Josef Neumann, 72, was among the victims in the stabbing attack and while others have been released, he remains in critical condition in a coma.

The father of seven’s family says his skull was penetrated by the machete and if he ever does wake up from that coma, doctors are afraid he may have permanent brain damage, leaving him paralyzed and speech impaired for the rest of his life.

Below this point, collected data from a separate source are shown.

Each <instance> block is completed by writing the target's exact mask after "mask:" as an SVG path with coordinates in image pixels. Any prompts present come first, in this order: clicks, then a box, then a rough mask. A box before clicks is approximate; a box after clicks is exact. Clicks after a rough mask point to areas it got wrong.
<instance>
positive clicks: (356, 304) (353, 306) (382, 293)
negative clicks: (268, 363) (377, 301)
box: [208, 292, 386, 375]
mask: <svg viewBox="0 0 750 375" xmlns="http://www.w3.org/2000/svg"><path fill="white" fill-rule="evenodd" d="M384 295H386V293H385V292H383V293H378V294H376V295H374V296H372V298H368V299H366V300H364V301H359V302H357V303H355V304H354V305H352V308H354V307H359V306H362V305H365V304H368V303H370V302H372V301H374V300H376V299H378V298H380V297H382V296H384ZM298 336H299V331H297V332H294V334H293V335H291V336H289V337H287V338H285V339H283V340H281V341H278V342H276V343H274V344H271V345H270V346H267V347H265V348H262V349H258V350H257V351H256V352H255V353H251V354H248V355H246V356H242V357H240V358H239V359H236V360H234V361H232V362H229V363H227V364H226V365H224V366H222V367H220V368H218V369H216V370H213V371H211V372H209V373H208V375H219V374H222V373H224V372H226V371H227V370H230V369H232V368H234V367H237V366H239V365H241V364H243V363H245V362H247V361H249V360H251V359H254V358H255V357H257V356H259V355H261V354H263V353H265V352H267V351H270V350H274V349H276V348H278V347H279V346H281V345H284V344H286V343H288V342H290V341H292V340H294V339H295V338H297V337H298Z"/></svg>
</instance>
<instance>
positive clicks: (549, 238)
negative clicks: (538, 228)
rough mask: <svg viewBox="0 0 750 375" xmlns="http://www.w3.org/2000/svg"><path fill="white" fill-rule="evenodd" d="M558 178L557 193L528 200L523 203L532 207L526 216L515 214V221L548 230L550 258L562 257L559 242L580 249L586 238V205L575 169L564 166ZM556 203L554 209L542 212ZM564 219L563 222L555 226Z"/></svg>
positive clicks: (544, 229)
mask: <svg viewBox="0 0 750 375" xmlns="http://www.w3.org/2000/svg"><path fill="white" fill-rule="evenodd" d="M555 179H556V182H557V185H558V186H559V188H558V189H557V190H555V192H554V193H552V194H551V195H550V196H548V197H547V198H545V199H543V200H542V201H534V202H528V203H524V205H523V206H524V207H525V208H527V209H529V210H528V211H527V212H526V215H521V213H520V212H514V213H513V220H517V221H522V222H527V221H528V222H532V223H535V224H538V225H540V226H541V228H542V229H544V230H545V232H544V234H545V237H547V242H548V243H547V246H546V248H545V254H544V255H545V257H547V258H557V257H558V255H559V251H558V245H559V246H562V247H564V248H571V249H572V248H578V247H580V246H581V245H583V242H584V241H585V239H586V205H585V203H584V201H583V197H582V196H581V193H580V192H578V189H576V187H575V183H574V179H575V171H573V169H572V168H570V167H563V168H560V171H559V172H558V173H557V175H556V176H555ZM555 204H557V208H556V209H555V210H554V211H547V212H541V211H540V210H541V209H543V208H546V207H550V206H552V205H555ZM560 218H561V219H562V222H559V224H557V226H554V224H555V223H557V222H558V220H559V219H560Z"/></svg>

He was also cut three times on the head, once on the neck and his right arm, in the words of his family, "was shattered."

"The doctors do not have high hopes for him... If he wakes up he may never be able to walk, talk or even process speech again," Neumann's daughter, Nicky Kohen, said, adding that the family isn't giving up hope. "As a family we all believe that God has a plan."

Neumann's son, David, said he goes to Rabbi Rottenberg's home every Saturday but his kids had been feeling sick so he wasn't there on the night of the attack.

"I thought to myself that if I was there I would be able to do something and I would definitely try to do something, but I wasn't there," David Neumann said.

Kohen issued an emotional plea to end hatred and anti-Semitism.

"We want our kids to go to school and feel safe, we want to go to our synagogues and feel safe, we want to go to groceries and malls and feel safe," she said. "I'm begging you, please stand up and stop this hatred."

Thomas, 37, is being held at a Westchester correctional facility and faces an additional five federal hate crime charges. If Neumann dies, Thomas could face the death penalty.

In her first public comments since the attack, the suspect's mother, Kim Thomas, tells the New York Post the searches and writings federal investigators found, everything from Nazis to swastikas to searches for nearby temples, weren't anti-Semitism but effects of his mental illness.